Take for example an offensive shot by you. In this example, we'll assume that it's not be a winner but it's pretty close. If you allow your opponent to throw up a defensive lob (pop-up) and you let it come down, bounce and come down again, your initial artillery attack is useless. You controlled some extent of your opponent's court, but he controlled time - in which he recovered back to a central positions. You simply cannot allow the opponent to "press the reset button" in a point and get herself into the court. When you hit a good shot, you have to recognize it right away in order to capitalize on it. Look at the opponent's location in the court. Is she 10 ft behind the baseline? 5 ft outside of the side-lines? Moving backwards? Scrambling?  So, in this example, step in and either belt a swinging volley, punch a regular volley or follow up with another offensive shot. Never allow the opponent to recover "space" with "time". Conversely, if you're on the defense that's exactly what you want to do: buy your way back into the point with a shot that takes a while to get back to the other side of the court (unless you see that the opponent is "bolting in" to control space and time).

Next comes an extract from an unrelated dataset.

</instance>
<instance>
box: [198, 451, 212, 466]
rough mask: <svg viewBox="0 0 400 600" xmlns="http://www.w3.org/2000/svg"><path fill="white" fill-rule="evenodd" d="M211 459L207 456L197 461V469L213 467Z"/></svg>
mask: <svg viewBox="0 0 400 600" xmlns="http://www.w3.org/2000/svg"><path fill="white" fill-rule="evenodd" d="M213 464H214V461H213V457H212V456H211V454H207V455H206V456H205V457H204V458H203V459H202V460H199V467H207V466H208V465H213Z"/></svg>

A lot of juniors get pressed on the defensive and then go for a blasting, Hail Mary shot. Even assuming that you make it, if the opponent gets his racket on the ball, you have no time to recover (in which case, she's controlled both space and time). 
Similarly, you can control more "space" if you play from close into the court than from "the vineyard". If you're 10-12 behind the baseline, you can only home to control time. However, due to the angles, you are relegated to only hitting in certain parts of the court. Conversely, the closer into the court you find yourself, the more the court opens up and the less time the opponent will have to react and make proper decisions.